$f_1$ case
Denote by $\alpha$ one of $f_1$ real roots. As $f_1$ is irreducible over $\mathbb Q$, $[\mathbb Q(\alpha):\mathbb Q]=4$. If $\beta$ is one of the non real roots of $f_1$, $\beta \notin \mathbb Q(\alpha)$ and we can write in $\mathbb Q(\alpha)[x]$:
$$f_1(x) = (x- \alpha)(x - \tilde{\alpha})q_1(x)$$ where $\tilde{\alpha} \in \mathbb Q(\alpha)$ and $q_1$ is an irreducible polynomial of $\mathbb Q(\alpha)$. We have $[L:\mathbb Q] = [L:\mathbb Q(\alpha)][\mathbb Q(\alpha):\mathbb Q]=8$ and $\mathbb Q \subset \mathbb Q(\alpha)$ is not a Galois extension. According to the fundamental theorem of the Galois theory this implies that $\mathrm{Gal}(L/\mathbb Q(\alpha))$ is not a normal subgroup of $\mathrm{Gal}(L/\mathbb Q)$.
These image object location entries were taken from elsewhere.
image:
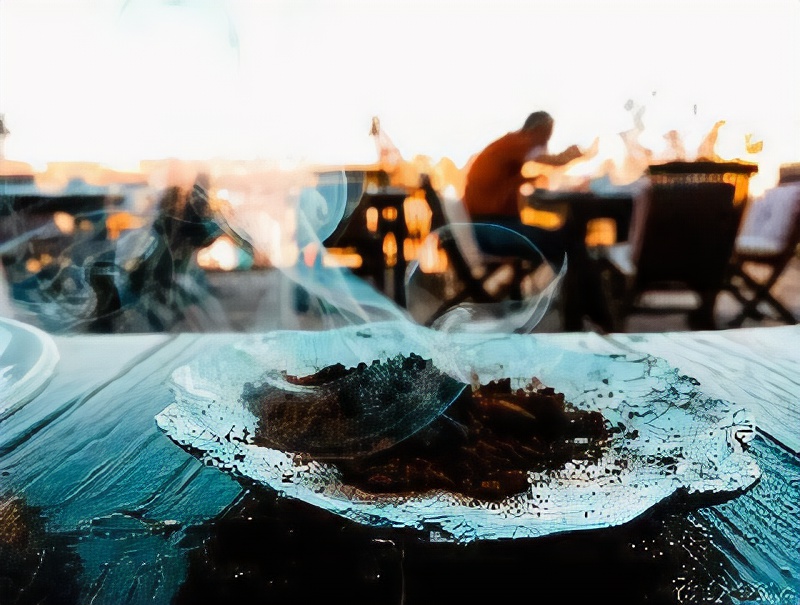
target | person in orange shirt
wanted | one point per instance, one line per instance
(495, 176)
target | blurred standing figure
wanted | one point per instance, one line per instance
(495, 176)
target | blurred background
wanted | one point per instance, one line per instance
(219, 114)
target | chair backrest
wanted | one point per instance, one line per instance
(772, 223)
(686, 235)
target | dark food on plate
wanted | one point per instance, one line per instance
(482, 446)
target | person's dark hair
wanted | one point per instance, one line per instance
(537, 119)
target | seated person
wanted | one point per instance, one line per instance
(494, 178)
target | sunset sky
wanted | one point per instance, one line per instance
(119, 81)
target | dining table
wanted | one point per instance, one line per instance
(581, 292)
(98, 505)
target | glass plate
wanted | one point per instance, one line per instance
(672, 437)
(28, 357)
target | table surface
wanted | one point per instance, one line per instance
(97, 505)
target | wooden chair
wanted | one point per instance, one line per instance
(769, 239)
(677, 255)
(485, 263)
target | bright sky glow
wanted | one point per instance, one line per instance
(117, 81)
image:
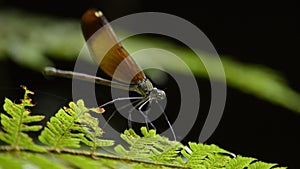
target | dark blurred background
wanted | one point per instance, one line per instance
(253, 34)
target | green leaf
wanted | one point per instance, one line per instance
(17, 122)
(73, 125)
(150, 146)
(239, 162)
(261, 165)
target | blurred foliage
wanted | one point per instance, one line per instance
(28, 39)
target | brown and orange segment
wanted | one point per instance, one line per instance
(107, 50)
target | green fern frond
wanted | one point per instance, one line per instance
(201, 155)
(239, 162)
(73, 125)
(17, 122)
(151, 146)
(92, 131)
(261, 165)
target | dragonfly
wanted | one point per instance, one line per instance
(118, 64)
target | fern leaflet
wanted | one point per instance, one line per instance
(73, 125)
(151, 146)
(17, 122)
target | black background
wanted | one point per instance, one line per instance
(253, 33)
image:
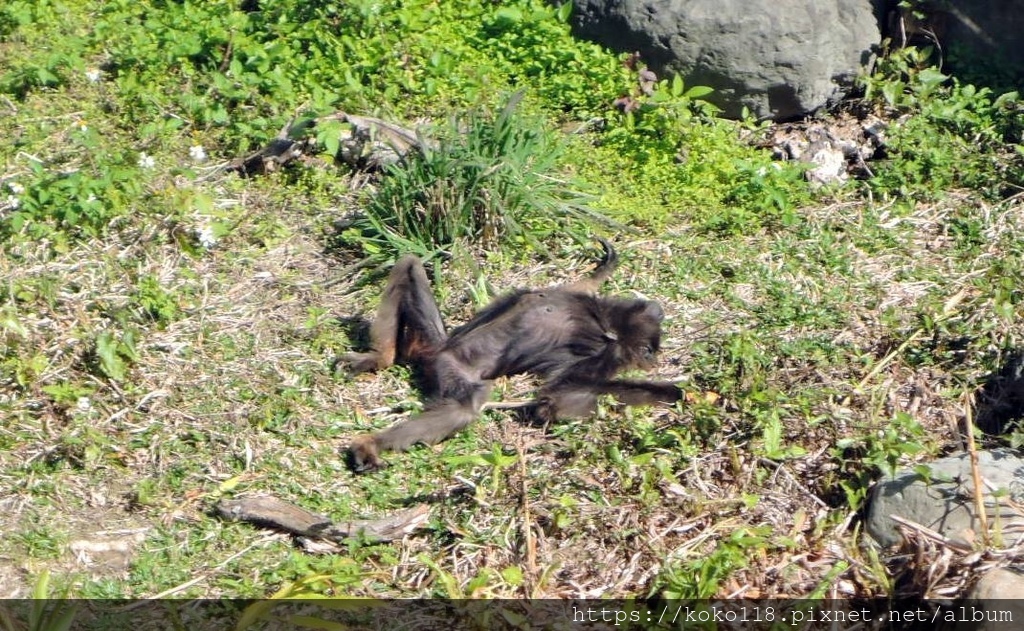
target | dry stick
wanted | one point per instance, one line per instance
(527, 522)
(947, 311)
(979, 497)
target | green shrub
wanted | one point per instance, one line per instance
(950, 134)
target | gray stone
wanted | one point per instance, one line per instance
(944, 503)
(779, 58)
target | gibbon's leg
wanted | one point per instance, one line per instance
(438, 421)
(408, 325)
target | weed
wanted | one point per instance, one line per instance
(491, 179)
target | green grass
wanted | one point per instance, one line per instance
(168, 329)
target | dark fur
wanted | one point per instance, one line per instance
(574, 340)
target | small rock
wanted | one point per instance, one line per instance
(945, 502)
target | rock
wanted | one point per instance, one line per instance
(779, 58)
(945, 502)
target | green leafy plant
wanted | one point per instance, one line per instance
(487, 179)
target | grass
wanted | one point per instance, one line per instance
(169, 332)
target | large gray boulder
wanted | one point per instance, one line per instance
(780, 58)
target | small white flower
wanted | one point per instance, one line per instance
(206, 237)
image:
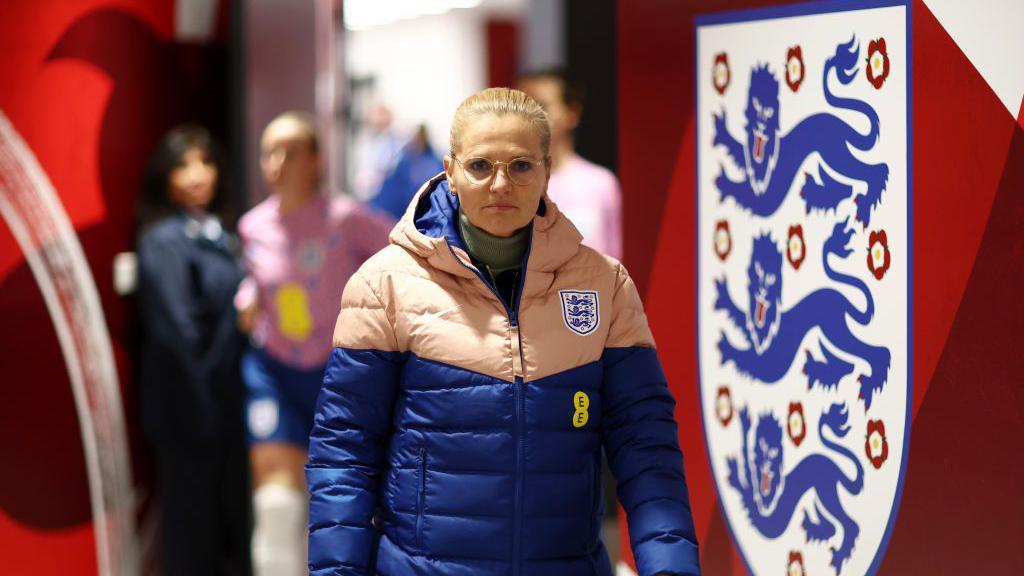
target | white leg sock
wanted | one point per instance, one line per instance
(280, 531)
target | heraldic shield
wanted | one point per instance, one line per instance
(804, 263)
(581, 311)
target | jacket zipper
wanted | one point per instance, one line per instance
(420, 498)
(518, 394)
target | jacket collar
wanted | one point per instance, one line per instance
(429, 230)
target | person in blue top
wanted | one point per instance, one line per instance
(188, 371)
(417, 163)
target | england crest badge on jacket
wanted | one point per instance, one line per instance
(804, 331)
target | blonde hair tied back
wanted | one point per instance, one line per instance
(500, 101)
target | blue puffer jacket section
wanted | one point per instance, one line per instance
(439, 470)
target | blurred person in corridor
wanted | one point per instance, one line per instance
(189, 385)
(417, 162)
(585, 192)
(300, 247)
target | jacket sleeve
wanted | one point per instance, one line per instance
(350, 432)
(640, 439)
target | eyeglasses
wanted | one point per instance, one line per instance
(520, 171)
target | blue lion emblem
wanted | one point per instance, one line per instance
(770, 161)
(580, 311)
(774, 336)
(771, 497)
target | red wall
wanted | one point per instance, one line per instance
(963, 504)
(89, 85)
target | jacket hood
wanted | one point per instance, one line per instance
(429, 230)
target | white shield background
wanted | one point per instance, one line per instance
(763, 39)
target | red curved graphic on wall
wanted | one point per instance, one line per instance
(87, 87)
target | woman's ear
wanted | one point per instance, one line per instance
(450, 172)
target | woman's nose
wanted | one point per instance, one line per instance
(501, 181)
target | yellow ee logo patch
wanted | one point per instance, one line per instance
(294, 319)
(582, 404)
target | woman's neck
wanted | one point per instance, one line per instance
(497, 253)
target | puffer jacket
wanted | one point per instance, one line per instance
(455, 436)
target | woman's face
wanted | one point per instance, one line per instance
(193, 182)
(496, 204)
(289, 162)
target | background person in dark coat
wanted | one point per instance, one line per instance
(189, 383)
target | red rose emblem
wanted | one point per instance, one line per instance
(876, 444)
(720, 73)
(723, 406)
(795, 68)
(796, 565)
(723, 240)
(878, 253)
(795, 423)
(796, 249)
(878, 63)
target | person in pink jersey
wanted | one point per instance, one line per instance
(300, 247)
(585, 192)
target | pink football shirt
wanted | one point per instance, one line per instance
(298, 265)
(590, 196)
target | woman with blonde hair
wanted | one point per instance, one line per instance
(481, 362)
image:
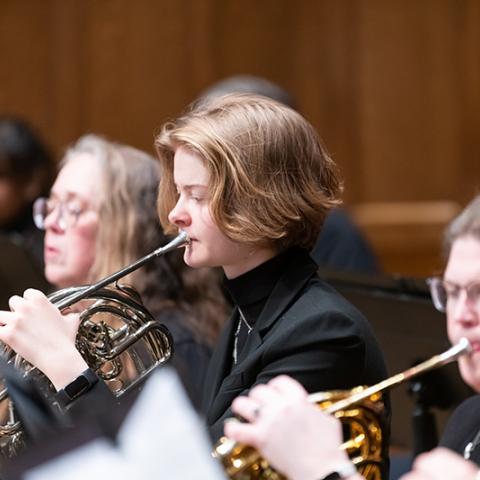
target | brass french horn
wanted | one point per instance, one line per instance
(360, 408)
(117, 336)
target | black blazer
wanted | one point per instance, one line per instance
(306, 330)
(463, 427)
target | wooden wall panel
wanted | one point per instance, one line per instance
(392, 86)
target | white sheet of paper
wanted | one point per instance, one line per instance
(161, 438)
(94, 460)
(164, 434)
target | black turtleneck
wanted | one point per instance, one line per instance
(250, 291)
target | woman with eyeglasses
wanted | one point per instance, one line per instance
(101, 216)
(303, 443)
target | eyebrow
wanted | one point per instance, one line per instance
(190, 187)
(68, 196)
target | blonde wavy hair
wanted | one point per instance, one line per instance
(272, 181)
(129, 229)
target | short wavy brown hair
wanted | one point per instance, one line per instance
(272, 181)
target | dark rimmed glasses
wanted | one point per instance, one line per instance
(444, 292)
(68, 212)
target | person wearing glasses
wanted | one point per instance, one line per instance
(250, 182)
(303, 442)
(99, 217)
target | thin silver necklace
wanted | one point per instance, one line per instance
(471, 446)
(241, 320)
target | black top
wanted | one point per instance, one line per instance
(305, 329)
(250, 292)
(463, 427)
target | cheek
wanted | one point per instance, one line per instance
(81, 250)
(470, 371)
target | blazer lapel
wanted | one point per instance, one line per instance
(296, 275)
(218, 368)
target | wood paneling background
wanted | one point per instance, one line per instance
(391, 85)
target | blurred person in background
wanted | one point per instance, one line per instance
(26, 172)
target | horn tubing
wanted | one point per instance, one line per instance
(179, 241)
(463, 346)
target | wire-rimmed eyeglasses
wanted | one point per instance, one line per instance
(68, 212)
(443, 292)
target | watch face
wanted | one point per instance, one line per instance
(332, 476)
(76, 387)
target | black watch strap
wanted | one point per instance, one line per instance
(332, 476)
(82, 384)
(345, 470)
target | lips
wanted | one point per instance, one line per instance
(475, 346)
(50, 252)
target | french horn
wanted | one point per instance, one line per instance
(117, 336)
(360, 409)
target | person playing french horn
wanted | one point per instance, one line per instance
(304, 443)
(250, 183)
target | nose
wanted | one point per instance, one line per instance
(179, 216)
(54, 220)
(464, 311)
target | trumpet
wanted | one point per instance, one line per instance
(122, 353)
(360, 409)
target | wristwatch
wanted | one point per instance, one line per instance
(344, 470)
(82, 384)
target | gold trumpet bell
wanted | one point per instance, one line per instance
(363, 426)
(363, 423)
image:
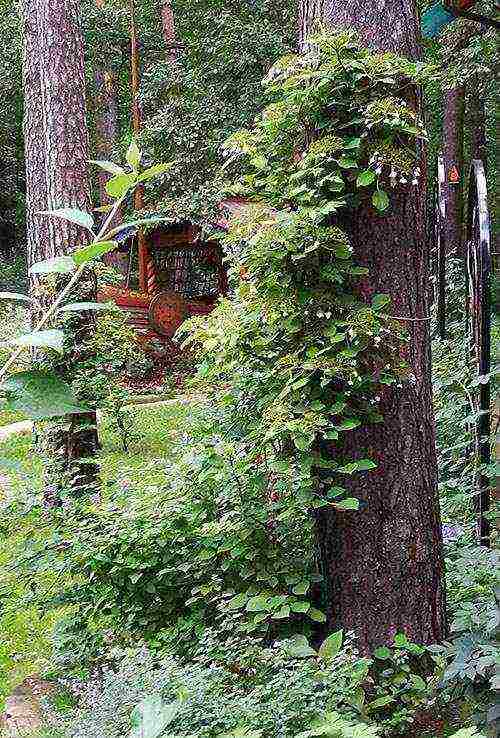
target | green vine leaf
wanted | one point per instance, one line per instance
(108, 166)
(51, 338)
(366, 178)
(331, 646)
(56, 265)
(94, 251)
(119, 185)
(380, 199)
(73, 215)
(40, 395)
(15, 297)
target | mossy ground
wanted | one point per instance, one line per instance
(25, 645)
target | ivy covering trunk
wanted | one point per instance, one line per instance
(57, 177)
(384, 566)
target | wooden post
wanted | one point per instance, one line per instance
(136, 127)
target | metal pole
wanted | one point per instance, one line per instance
(136, 126)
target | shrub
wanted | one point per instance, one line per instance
(248, 688)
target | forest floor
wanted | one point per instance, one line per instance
(153, 430)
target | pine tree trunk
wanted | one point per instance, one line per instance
(477, 121)
(106, 123)
(168, 25)
(57, 176)
(107, 115)
(453, 155)
(383, 565)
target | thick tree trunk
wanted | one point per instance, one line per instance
(106, 123)
(107, 116)
(57, 176)
(453, 155)
(477, 121)
(384, 565)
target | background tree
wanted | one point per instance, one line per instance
(56, 142)
(384, 566)
(453, 156)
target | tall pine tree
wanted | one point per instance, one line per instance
(56, 145)
(384, 566)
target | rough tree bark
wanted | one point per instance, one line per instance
(57, 176)
(106, 105)
(453, 155)
(384, 565)
(476, 112)
(168, 25)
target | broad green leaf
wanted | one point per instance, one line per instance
(347, 163)
(301, 607)
(57, 265)
(76, 307)
(352, 143)
(349, 504)
(260, 617)
(93, 251)
(348, 424)
(365, 464)
(108, 166)
(259, 162)
(401, 640)
(73, 215)
(418, 682)
(301, 587)
(15, 297)
(11, 465)
(151, 716)
(39, 339)
(378, 703)
(317, 615)
(380, 199)
(40, 395)
(137, 224)
(155, 171)
(382, 652)
(237, 602)
(331, 646)
(365, 178)
(133, 155)
(257, 604)
(359, 465)
(335, 492)
(298, 647)
(282, 613)
(380, 300)
(118, 185)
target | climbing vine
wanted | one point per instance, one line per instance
(303, 353)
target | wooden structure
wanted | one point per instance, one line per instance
(479, 309)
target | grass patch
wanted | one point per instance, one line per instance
(11, 416)
(25, 646)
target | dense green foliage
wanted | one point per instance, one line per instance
(186, 599)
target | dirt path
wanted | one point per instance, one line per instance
(26, 426)
(22, 714)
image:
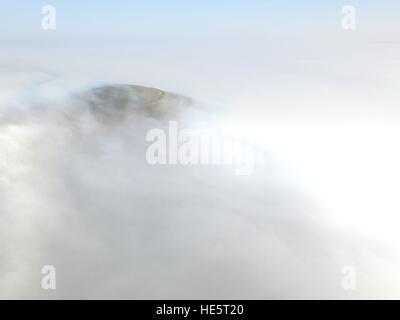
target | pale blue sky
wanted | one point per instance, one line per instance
(91, 18)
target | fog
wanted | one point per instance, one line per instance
(76, 191)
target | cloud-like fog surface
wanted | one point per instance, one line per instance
(76, 192)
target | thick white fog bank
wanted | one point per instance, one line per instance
(76, 190)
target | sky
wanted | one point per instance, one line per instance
(320, 102)
(182, 18)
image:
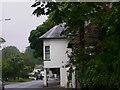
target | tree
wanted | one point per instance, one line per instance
(105, 17)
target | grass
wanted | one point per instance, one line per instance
(17, 80)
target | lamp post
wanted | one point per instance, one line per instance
(1, 42)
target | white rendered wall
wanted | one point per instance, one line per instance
(58, 56)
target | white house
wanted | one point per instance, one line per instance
(55, 52)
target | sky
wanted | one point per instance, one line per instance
(17, 30)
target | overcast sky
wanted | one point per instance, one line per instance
(17, 30)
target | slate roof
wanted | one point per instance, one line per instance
(54, 33)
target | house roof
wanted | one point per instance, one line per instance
(54, 33)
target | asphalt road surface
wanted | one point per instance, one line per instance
(34, 85)
(31, 84)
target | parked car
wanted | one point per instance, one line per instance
(2, 85)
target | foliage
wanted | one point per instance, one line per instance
(101, 68)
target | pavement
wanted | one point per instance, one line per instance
(53, 84)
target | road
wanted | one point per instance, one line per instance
(33, 85)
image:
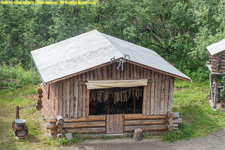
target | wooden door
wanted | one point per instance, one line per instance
(114, 124)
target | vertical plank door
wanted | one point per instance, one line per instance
(114, 124)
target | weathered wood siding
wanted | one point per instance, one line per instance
(217, 59)
(69, 99)
(146, 123)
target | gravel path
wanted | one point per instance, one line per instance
(214, 141)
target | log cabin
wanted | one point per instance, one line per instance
(96, 83)
(216, 66)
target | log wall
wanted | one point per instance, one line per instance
(69, 99)
(146, 123)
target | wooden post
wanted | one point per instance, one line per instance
(134, 104)
(215, 91)
(108, 107)
(210, 85)
(137, 134)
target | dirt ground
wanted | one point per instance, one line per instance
(214, 141)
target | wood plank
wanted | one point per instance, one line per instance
(144, 100)
(118, 73)
(135, 72)
(104, 73)
(86, 130)
(109, 72)
(76, 90)
(140, 117)
(87, 102)
(153, 69)
(122, 73)
(71, 115)
(84, 124)
(148, 99)
(91, 74)
(93, 68)
(45, 102)
(153, 93)
(131, 71)
(162, 94)
(166, 97)
(215, 92)
(60, 98)
(90, 118)
(64, 98)
(68, 98)
(156, 93)
(80, 106)
(96, 74)
(84, 98)
(159, 93)
(114, 72)
(145, 122)
(146, 128)
(171, 80)
(127, 71)
(100, 73)
(141, 73)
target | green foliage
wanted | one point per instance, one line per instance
(63, 141)
(198, 117)
(177, 30)
(105, 137)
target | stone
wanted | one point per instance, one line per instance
(137, 134)
(69, 136)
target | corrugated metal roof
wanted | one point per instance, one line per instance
(216, 47)
(92, 49)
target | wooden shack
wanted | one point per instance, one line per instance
(216, 66)
(96, 83)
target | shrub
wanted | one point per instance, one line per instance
(16, 76)
(63, 141)
(184, 132)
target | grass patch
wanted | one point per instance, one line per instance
(199, 119)
(13, 77)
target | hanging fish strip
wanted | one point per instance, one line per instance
(123, 95)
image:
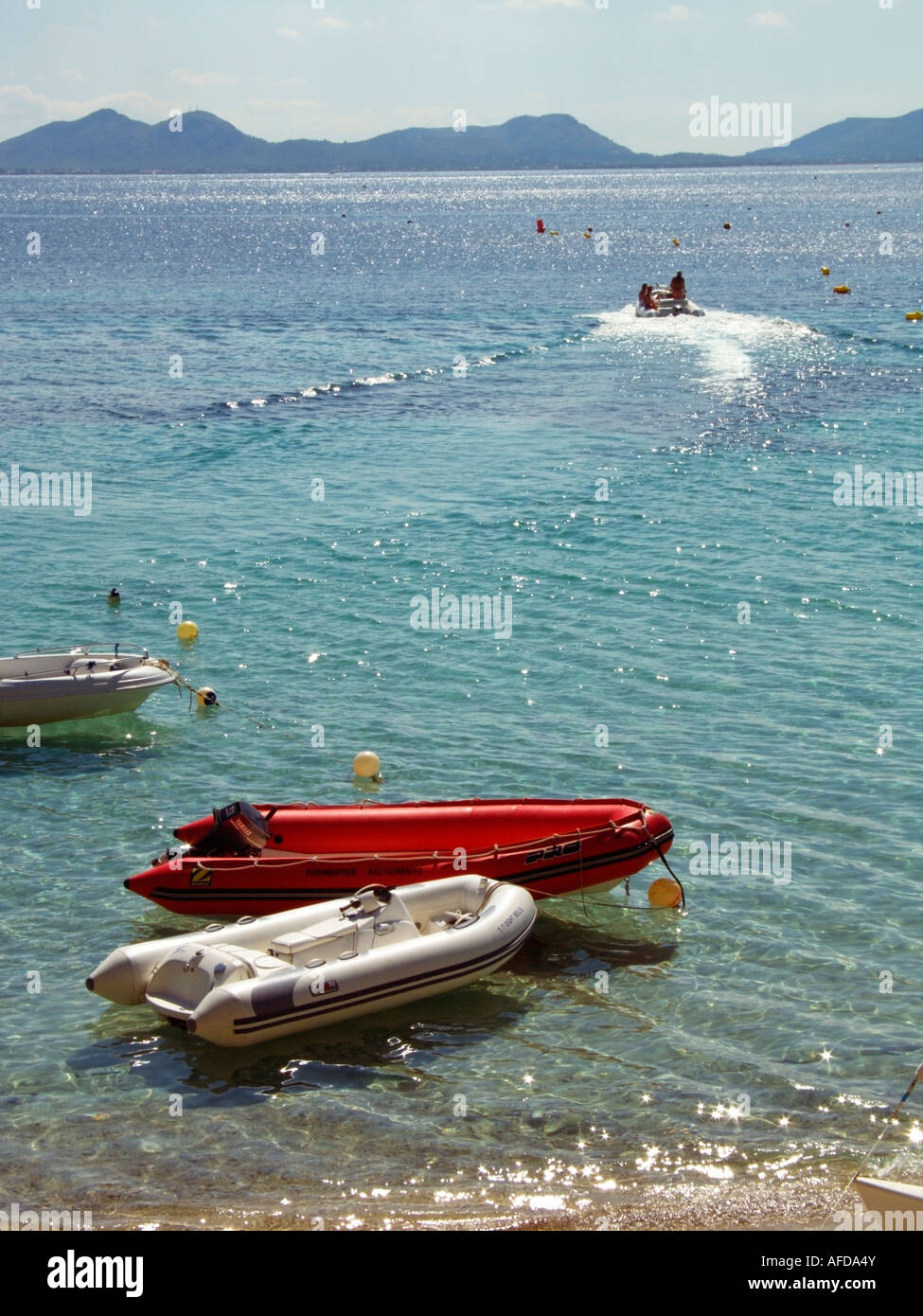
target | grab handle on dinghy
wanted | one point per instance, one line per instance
(381, 894)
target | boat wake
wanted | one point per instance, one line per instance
(455, 367)
(728, 345)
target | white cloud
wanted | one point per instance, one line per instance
(201, 80)
(677, 13)
(268, 103)
(19, 101)
(545, 4)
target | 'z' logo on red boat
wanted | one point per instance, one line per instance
(553, 852)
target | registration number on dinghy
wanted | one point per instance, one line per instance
(553, 852)
(511, 918)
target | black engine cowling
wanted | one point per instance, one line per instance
(239, 829)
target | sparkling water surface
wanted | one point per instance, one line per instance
(465, 390)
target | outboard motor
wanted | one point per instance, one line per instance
(239, 829)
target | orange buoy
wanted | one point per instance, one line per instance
(666, 894)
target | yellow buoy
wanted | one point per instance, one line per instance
(666, 894)
(366, 763)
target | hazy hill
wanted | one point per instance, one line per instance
(108, 142)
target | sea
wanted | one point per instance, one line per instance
(299, 403)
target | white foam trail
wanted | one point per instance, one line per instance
(724, 343)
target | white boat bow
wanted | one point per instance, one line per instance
(58, 685)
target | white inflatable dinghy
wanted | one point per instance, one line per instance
(263, 978)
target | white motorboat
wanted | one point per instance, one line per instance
(286, 972)
(667, 306)
(883, 1195)
(57, 685)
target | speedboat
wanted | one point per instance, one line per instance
(57, 685)
(667, 306)
(259, 858)
(265, 978)
(886, 1195)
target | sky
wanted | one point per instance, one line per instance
(352, 68)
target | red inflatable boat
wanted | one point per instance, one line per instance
(263, 858)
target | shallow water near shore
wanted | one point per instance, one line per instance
(467, 392)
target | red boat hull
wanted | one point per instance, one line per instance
(320, 852)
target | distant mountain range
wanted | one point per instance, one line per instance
(108, 142)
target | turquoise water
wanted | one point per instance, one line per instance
(461, 387)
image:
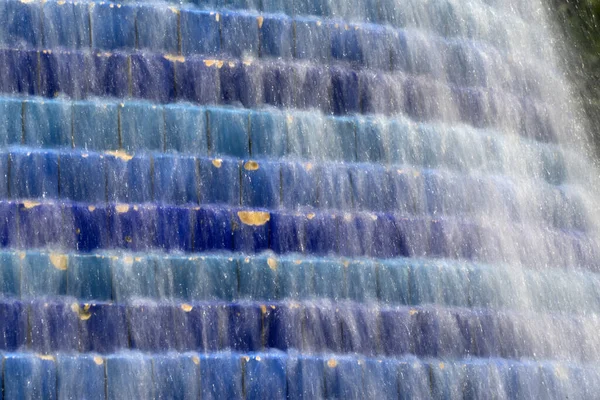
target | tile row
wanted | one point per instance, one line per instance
(47, 326)
(221, 131)
(275, 375)
(332, 89)
(104, 27)
(86, 227)
(235, 277)
(174, 179)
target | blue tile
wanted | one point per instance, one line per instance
(11, 122)
(29, 377)
(88, 277)
(229, 132)
(281, 322)
(10, 274)
(343, 379)
(175, 179)
(213, 229)
(381, 379)
(152, 78)
(132, 227)
(47, 123)
(157, 327)
(251, 231)
(295, 279)
(258, 278)
(306, 378)
(174, 228)
(185, 129)
(345, 91)
(90, 226)
(95, 126)
(267, 134)
(18, 71)
(129, 376)
(53, 327)
(393, 282)
(198, 81)
(34, 174)
(276, 37)
(113, 27)
(299, 185)
(156, 28)
(80, 376)
(142, 127)
(42, 225)
(200, 32)
(21, 24)
(133, 277)
(103, 327)
(395, 332)
(265, 377)
(128, 178)
(279, 84)
(213, 368)
(313, 39)
(44, 274)
(13, 325)
(108, 75)
(82, 177)
(239, 34)
(244, 327)
(66, 25)
(321, 329)
(261, 184)
(241, 84)
(64, 74)
(176, 376)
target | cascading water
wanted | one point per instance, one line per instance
(301, 199)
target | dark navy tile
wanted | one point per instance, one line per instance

And finally that $\mathrm{Gal}(f_1) = D_8$, the dihedral group of order 8, which is the only group of order $8$ having non normal subgroups.
$f_2$ case
$\alpha = \sqrt{3 -\sqrt 5}$ is one of $f_2$ roots and the set of roots is $\{\alpha, -\alpha, 2/\alpha, -2/\alpha\}$. Therefore
$$\vert \mathrm{Gal}(f_2) \vert = [\mathbb Q(\alpha):\mathbb Q]=4$$ and $\mathrm{Gal}(f_2) $ is either the cyclic group $\mathbb Z_4$ or the Klein-four group $\mathbb Z_2 \times \mathbb Z_2$ which are the only groups of order $4$. One can verify that $\mathrm{Gal}(f_2) $ has no element of order $4$.
Therefore it is equal to the Klein-four group.